No meu fraco entender, considero que um ficcionista deve contar preferentemente estórias e não falar ou escrever sobre aquilo que é o seu trabalho íntimo, talvez o mais íntimo dos trabalhos humanos. Chamemos discrição ou suma vaidade a este cuidado de não revelar intimidades. Há porém escritores, também especialistas em teoria literária e que, sem cair em esquizofrenias, conseguem analisar, ponderar e divulgar aquilo que vão descobrindo nos textos ditados pela sua própria imaginação (alguns denominam subconsciente). Admiro a sua capacidade e até ousadia de exposição mas sou incapaz de os seguir. Da mesma maneira, não sou capaz de escrever mais de dez linhas sobre o trabalho de outro escritor sem começar a contar estórias que a meus olhos melhor o definem em contraposição às analíticas palavras habituais.

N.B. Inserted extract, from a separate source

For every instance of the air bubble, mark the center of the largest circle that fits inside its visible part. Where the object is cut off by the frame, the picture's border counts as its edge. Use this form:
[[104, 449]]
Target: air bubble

Dito isto, decidi para este acto complicado da minha vida (embora possa não parecer, convivo muito mal com as luzes da ribalta e, sobretudo, quando se trata de homenagens que sinto sempre não suficientemente merecidas). Mas dizia, decidi escrever algo que já tenho contado em entrevistas, em encontros com leitores ou alunos de escolas, mas nunca tinha vertido para o papel, dando-lhe assim mais espessura e talvez durabilidade. Portanto, tento aqui a resposta à sacramental e terrível pergunta: como começou a escrever ou como se tornou escritor? (O que não é exactamente a mesma coisa). Pois bem, vou contar-vos uma estória, verídica na sua essência, talvez ligeiramente ficcionada na sua forma, forçado pela necessidade da economia de tempo. Mas em todo o caso estória matemática, pois é de facto uma equação com várias incógnitas.
Tinha quatro anos de idade, quando a minha mãe me ensinou a reconhecer os números para poder jogar com dados um passatempo onde os cavalos avançavam sobre casas numeradas, transpondo obstáculos. E depois explicou-me como o meu cavalo saltava, contando as casas em função da sorte dos dados. Também havia penalidades, que consistiam em recuar algumas casas. Tinha de as contar. E, na varanda de trás da casa de Benguela onde nasci e vivi até aos cinco anos, arejada pela brisa brisando entre mamoeiros e goiabeiras do quintal, deitado no chão morno, no meu recato de solidão, fui lançando dados e fazendo avançar os cavalos, ao mesmo tempo que ouvia os pássaros em eternas serenatas amorosas e as máquinas embirrentas do vizinho Jornal de Benguela a atroar os silêncios de uma cidade semi paralisada no tempo. Até a minha mãe descobrir um dia que eu tinha aprendido a somar e subtrair, como se dizia na altura. A partir de então, fui uma espécie de macaco de feira. Nos jogos de futebol, os letrados da terra, no intervalo, passavam o tempo morto a me perguntarem quanto eram 12 mais 5 ou 18 menos 3. E lá lhes respondia, meio encabulado, ainda sem idade ou descaramento para lhes pedir com uma lata o tinido das moedas que provavelmente merecia por acertar nas respostas. Como qualquer macaco de feira. Podem crer, não sentia orgulho nenhum pelo aparente brilho do meu desempenho, antes a humilhação do macaco prisioneiro forçado a exibir-se para gáudio de uma qualquer plateia.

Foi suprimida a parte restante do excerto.